Der Name des Restaurants spielt zugleich auf das Konzept an. Saisonale Produkte stehen im Mittelpunkt, jeden Monat wird die gesamte Karte gewechselt. „Wir bringen den Rhythmus der Natur mit wechselnden Menüs und höchstem Anspruch auf die Teller – jeden Monat neu“, sagt Tim Hansen. Dabei steht jeder Monat unter einem besonderen Motto. Passend dazu holt sich das 12Seasons die ebenfalls monatlich wechselnde Weinbegleitung aus der Nachbarschaft und kooperiert etwa mit dem Weinladen Schmidt.
Seit Ende November ist das Decorestaurant in der City-West geöffnet, am 28. Dezember feierte es seine offizielle Eröffnung digital. Hinter dem wohnlichen Restaurant stehen die Interieurexperten von Decoculture. „Entstanden ist das Konzept aus unserer gemeinsamen Leidenschaft für gutes Essen“, so Inhaberin Zuzanna Stern und spricht damit für ihr internationales Team. Ihr Einrichtungsgeschäft in der Uhlandstraße steht für traditionelles Handwerk und für Design, das sich über kurzlebige Trends hinwegsetzt. Partner bei dem Restaurant-Projekt sind der portugiesische Küchenchef Markus Melo Ley und der Brite Dannel Carter.
„Im Decorestaurant gestalten wir mit ausgewählten Möbeln, Leuchten und Accessoires den wohnlichen Rahmen für kulinarische Erlebnisse. Als gastronomischen Ableger unseres Konzeptes möchten wir das Decorestaurant zu einem Wohlfühlort mit besonderem Service machen. Alle Einrichtungsgegenstände – von den Stühlen über die Tische bis zum Besteck – können von unseren Gästen erworben werden“, sagt Dannel Carter. Der ehemalige Grafik-Designer und Membership-Manager im Soho House hat im Lokal die Rolle des Gastgebers übernommen.

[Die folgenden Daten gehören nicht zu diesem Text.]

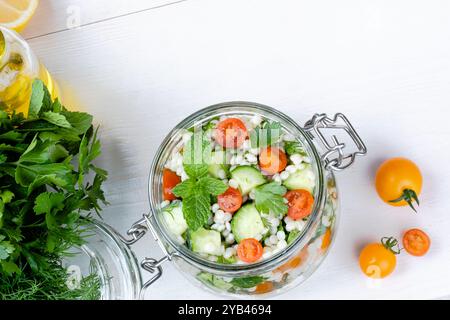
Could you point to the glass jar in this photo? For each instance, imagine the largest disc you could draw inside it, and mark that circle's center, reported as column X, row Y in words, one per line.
column 285, row 269
column 19, row 66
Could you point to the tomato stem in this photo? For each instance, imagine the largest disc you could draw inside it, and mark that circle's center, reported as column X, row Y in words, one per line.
column 409, row 196
column 389, row 243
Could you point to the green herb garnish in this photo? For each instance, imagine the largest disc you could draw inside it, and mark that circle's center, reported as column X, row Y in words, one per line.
column 247, row 282
column 49, row 185
column 266, row 134
column 292, row 236
column 294, row 147
column 269, row 199
column 198, row 189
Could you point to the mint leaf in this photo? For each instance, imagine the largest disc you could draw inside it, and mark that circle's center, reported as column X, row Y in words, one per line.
column 37, row 98
column 196, row 196
column 247, row 282
column 56, row 118
column 184, row 189
column 6, row 248
column 294, row 147
column 196, row 210
column 196, row 155
column 212, row 186
column 6, row 196
column 292, row 236
column 269, row 199
column 196, row 170
column 47, row 201
column 267, row 134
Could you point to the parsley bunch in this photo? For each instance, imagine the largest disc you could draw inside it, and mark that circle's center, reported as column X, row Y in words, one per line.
column 45, row 186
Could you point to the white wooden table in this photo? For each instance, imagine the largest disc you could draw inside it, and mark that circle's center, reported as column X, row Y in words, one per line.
column 142, row 66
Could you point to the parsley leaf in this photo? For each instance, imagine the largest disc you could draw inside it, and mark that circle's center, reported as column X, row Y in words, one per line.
column 56, row 118
column 294, row 147
column 212, row 186
column 47, row 201
column 6, row 248
column 269, row 199
column 37, row 98
column 44, row 199
column 266, row 134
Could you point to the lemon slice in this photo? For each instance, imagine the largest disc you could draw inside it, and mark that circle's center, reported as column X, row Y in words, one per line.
column 15, row 14
column 2, row 45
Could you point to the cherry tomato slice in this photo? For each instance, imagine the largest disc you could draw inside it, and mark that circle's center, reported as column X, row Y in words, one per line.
column 376, row 261
column 416, row 242
column 300, row 203
column 230, row 201
column 170, row 180
column 250, row 250
column 272, row 160
column 231, row 133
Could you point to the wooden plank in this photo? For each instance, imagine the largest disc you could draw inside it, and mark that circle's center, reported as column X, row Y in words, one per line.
column 56, row 15
column 386, row 66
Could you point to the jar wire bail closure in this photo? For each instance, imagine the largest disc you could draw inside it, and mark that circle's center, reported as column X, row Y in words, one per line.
column 334, row 158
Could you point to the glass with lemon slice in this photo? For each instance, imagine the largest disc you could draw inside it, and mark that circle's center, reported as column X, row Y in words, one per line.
column 18, row 67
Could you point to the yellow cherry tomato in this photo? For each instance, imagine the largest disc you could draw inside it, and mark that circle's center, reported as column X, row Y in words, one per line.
column 399, row 182
column 378, row 260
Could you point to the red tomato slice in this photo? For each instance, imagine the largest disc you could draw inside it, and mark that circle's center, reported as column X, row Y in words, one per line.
column 250, row 250
column 170, row 180
column 300, row 203
column 230, row 201
column 272, row 160
column 231, row 133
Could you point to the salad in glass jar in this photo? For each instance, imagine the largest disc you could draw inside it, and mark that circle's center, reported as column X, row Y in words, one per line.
column 237, row 190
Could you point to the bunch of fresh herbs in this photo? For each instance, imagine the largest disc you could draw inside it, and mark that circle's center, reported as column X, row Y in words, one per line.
column 48, row 187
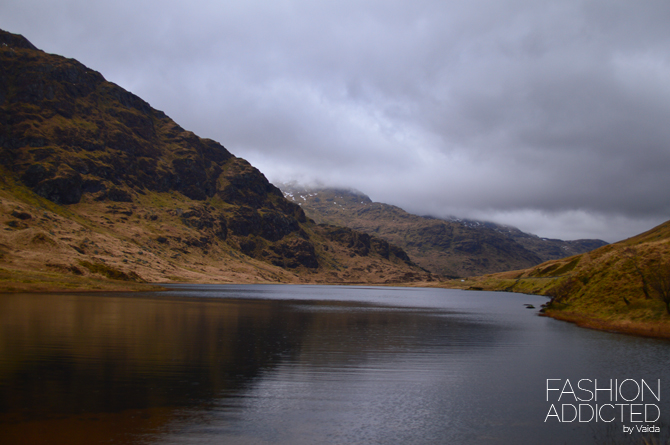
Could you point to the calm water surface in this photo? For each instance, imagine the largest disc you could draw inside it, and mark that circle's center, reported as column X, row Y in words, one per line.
column 286, row 364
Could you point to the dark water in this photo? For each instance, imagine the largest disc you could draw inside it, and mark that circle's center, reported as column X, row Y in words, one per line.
column 307, row 364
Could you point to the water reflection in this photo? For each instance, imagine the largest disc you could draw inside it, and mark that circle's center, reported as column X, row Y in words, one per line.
column 292, row 364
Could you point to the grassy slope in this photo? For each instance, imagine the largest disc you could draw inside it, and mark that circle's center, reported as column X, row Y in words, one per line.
column 96, row 245
column 447, row 248
column 98, row 189
column 602, row 289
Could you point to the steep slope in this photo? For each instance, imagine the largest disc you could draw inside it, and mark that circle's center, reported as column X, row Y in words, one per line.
column 96, row 183
column 456, row 248
column 623, row 286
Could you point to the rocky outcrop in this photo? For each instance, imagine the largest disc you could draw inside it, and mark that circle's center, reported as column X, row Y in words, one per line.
column 79, row 141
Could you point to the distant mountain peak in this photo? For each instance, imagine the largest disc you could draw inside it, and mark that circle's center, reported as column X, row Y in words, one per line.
column 449, row 247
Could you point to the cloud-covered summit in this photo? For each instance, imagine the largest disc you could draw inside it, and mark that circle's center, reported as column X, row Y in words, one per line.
column 550, row 116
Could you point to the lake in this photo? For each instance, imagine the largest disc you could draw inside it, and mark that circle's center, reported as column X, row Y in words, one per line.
column 289, row 364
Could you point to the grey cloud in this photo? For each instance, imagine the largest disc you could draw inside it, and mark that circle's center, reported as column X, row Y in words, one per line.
column 548, row 115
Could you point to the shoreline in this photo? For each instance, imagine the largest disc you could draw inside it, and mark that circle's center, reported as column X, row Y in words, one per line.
column 628, row 327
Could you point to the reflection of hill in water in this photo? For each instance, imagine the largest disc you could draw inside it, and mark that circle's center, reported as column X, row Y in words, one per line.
column 70, row 355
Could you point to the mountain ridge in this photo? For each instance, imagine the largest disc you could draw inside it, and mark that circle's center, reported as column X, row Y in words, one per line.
column 447, row 247
column 624, row 286
column 97, row 185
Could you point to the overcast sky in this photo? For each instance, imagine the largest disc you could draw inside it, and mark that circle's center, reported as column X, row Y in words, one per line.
column 552, row 116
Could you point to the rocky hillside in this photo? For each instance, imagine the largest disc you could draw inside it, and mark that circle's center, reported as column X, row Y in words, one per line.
column 98, row 185
column 623, row 286
column 451, row 248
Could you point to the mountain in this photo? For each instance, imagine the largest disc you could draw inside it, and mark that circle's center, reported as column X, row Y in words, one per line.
column 450, row 248
column 623, row 286
column 97, row 185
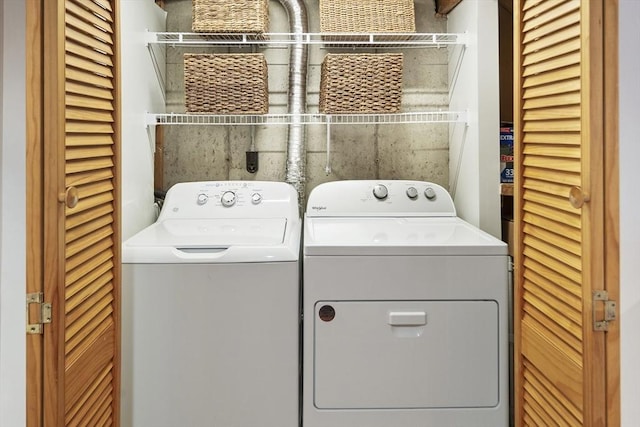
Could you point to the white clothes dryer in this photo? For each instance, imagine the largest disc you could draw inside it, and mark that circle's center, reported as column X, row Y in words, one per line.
column 405, row 310
column 211, row 309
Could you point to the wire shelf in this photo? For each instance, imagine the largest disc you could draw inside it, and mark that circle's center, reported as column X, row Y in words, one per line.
column 386, row 40
column 307, row 119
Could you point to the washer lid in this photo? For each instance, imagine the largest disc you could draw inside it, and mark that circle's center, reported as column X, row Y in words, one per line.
column 397, row 236
column 222, row 232
column 214, row 241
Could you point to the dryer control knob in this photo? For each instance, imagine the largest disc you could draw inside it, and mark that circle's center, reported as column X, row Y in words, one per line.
column 412, row 193
column 228, row 198
column 430, row 193
column 202, row 199
column 380, row 192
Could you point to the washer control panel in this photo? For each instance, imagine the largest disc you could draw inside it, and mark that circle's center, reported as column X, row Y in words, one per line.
column 229, row 198
column 380, row 198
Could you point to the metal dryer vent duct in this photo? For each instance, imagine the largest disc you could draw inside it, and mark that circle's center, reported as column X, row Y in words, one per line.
column 297, row 99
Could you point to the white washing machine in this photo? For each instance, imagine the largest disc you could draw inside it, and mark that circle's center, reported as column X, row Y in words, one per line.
column 211, row 309
column 405, row 310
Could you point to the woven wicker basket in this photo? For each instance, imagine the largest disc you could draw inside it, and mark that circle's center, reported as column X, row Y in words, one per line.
column 361, row 83
column 226, row 83
column 230, row 16
column 367, row 16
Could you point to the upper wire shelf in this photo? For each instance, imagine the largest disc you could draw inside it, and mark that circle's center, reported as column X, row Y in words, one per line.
column 309, row 118
column 386, row 40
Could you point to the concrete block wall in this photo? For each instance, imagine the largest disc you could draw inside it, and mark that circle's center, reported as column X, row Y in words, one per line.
column 399, row 151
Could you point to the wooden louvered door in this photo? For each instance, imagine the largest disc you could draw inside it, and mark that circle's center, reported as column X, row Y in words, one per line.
column 81, row 213
column 560, row 359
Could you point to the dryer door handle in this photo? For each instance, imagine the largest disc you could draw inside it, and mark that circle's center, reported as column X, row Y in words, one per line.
column 407, row 318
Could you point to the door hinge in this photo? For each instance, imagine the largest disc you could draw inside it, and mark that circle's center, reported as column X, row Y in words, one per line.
column 42, row 313
column 609, row 311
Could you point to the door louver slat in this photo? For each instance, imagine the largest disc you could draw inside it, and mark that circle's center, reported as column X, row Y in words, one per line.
column 90, row 291
column 551, row 295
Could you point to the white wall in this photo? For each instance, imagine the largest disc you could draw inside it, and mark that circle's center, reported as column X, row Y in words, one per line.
column 474, row 150
column 141, row 93
column 629, row 38
column 12, row 214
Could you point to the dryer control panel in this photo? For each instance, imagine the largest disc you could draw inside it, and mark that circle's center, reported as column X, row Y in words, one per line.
column 237, row 199
column 380, row 198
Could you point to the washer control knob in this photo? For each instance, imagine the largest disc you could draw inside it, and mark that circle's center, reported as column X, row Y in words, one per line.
column 256, row 198
column 228, row 198
column 430, row 193
column 412, row 193
column 380, row 192
column 202, row 199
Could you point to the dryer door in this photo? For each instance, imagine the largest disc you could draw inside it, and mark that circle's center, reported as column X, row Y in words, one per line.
column 406, row 354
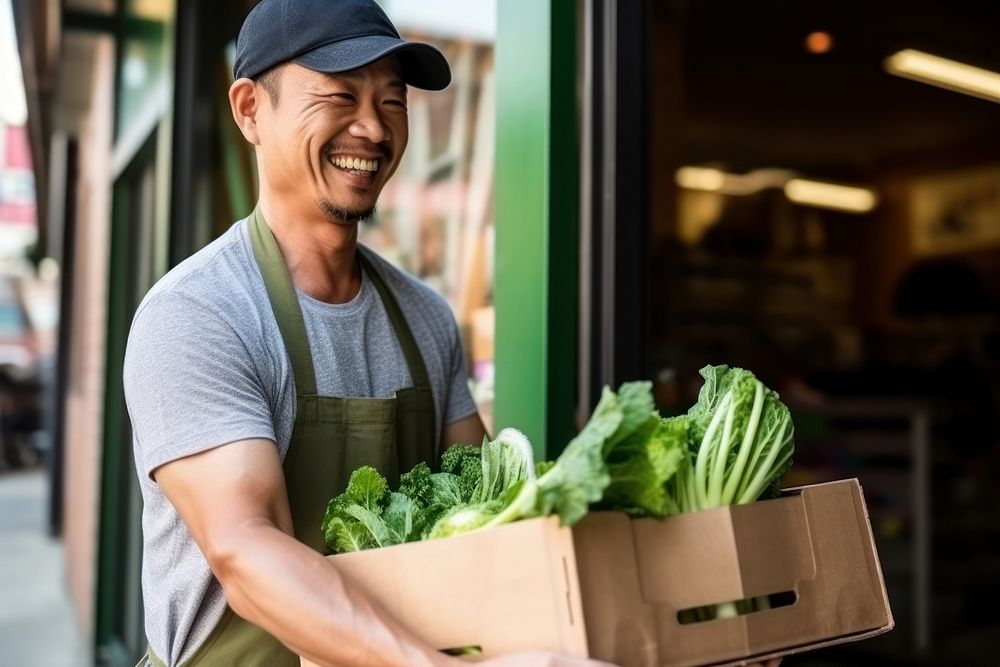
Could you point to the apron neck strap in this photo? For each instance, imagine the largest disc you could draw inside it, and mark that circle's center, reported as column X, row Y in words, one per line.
column 288, row 313
column 414, row 360
column 284, row 304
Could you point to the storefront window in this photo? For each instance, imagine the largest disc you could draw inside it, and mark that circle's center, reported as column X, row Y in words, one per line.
column 144, row 66
column 435, row 217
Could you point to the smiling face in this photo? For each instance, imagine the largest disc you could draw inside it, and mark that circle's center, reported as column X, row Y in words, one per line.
column 331, row 142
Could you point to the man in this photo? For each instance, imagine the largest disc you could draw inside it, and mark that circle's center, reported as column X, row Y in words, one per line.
column 265, row 368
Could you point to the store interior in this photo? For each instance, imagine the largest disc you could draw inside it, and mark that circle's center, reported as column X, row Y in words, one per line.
column 872, row 305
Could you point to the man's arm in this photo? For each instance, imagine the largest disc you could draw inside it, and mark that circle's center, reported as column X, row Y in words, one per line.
column 234, row 502
column 468, row 431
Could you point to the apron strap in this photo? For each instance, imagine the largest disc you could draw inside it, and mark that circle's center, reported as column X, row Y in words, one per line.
column 414, row 360
column 281, row 293
column 288, row 313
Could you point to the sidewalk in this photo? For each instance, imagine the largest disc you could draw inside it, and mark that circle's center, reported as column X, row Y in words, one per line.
column 36, row 624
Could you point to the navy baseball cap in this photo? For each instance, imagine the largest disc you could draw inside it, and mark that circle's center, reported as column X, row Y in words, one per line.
column 332, row 36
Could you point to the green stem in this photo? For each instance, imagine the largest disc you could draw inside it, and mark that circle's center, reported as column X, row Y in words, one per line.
column 766, row 469
column 721, row 458
column 705, row 450
column 736, row 474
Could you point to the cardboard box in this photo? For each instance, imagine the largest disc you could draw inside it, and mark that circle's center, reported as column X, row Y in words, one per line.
column 814, row 545
column 532, row 584
column 511, row 588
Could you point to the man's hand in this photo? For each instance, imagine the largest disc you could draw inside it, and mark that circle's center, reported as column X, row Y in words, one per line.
column 542, row 659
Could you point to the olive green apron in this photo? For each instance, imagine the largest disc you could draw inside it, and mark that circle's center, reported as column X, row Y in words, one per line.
column 332, row 437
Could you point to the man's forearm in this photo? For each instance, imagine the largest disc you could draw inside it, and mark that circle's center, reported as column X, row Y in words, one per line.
column 299, row 597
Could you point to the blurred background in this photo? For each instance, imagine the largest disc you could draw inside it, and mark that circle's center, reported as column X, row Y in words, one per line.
column 608, row 190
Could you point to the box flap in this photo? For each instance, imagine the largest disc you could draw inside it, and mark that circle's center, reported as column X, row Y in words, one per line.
column 505, row 589
column 620, row 625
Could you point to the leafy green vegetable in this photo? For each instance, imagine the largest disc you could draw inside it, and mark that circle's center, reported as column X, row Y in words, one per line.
column 465, row 462
column 732, row 446
column 740, row 439
column 641, row 465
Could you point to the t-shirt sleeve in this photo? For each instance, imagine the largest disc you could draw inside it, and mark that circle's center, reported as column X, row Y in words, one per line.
column 460, row 403
column 190, row 383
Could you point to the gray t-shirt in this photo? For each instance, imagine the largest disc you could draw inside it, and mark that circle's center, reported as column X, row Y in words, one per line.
column 205, row 366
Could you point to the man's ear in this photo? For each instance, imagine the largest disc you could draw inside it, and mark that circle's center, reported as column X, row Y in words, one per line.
column 244, row 102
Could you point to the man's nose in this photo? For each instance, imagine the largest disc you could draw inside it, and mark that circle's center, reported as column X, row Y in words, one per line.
column 369, row 125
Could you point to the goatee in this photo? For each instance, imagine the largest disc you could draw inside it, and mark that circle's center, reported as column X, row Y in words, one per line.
column 345, row 216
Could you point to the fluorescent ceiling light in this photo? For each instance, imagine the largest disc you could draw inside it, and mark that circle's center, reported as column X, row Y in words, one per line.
column 944, row 73
column 700, row 178
column 830, row 195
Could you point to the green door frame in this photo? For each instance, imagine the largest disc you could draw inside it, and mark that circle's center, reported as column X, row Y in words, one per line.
column 537, row 220
column 117, row 634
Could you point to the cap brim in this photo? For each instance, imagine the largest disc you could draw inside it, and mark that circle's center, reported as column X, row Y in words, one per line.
column 423, row 65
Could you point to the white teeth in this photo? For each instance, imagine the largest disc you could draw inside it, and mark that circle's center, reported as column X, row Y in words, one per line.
column 357, row 164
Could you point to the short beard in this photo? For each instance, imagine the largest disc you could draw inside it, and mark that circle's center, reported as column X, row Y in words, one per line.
column 345, row 216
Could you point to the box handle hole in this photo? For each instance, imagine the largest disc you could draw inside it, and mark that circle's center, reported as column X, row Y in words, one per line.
column 735, row 608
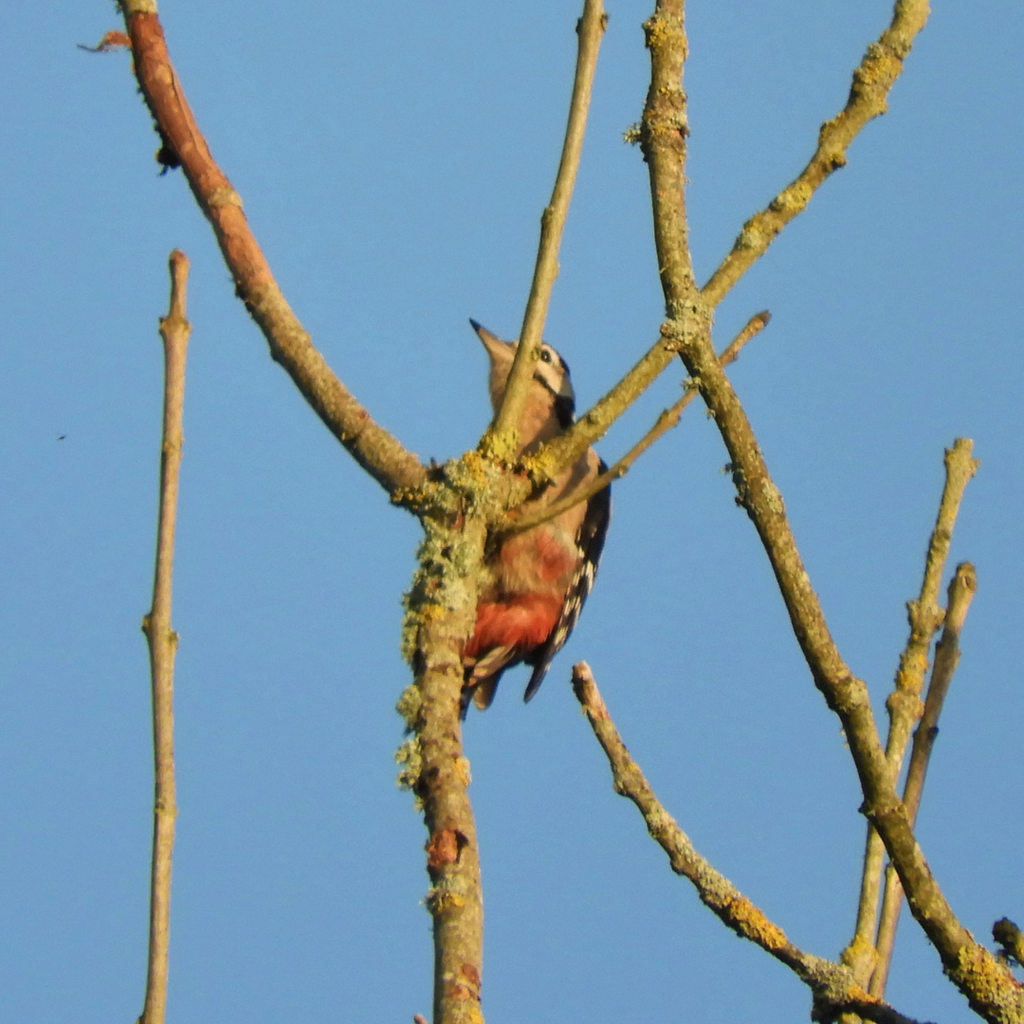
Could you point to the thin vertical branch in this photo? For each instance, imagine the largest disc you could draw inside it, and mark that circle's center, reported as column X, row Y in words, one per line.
column 590, row 31
column 962, row 591
column 163, row 642
column 904, row 702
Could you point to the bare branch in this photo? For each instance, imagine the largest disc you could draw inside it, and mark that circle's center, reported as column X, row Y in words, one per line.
column 832, row 984
column 590, row 31
column 182, row 143
column 667, row 421
column 962, row 591
column 1009, row 936
column 872, row 80
column 989, row 987
column 904, row 702
column 163, row 643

Küchenchef Markus Melo Ley startete seine Karriere als Sales- und Marketing-Manager für Brands wie Reebok, Vice Magazine und Barbour, bevor er 2015 vom Schreibtisch an den Herd wechselte. Seit 2017 kocht er in verschiedenen Restaurants in Berlin. „Das Menü soll unseren Gästen das Gefühl geben, an verschiedenen Urlaubsorten zu verweilen,“ erläutert der Portugiese. So finden sich auf der Karte Lammkarree mit schwarzem Hummus, ein Miso-Pilz-Risotto, hausgemachte Trüffel-Tagliatelle, eine vegane Tatar-Auswahl und internationale Crossover-Spezialitäten. Derzeit werden alle Speisen vom Frühstück bis zum Dinner zum Mitnehmen angeboten.Und es gibt noch eine Besonderheit: Vierbeiner sind willkommen. „Wir lieben Haustiere“, sagt die polnische Unternehmerin – dementsprechend wird ein eigenes Vierbeiner-Menü angeboten.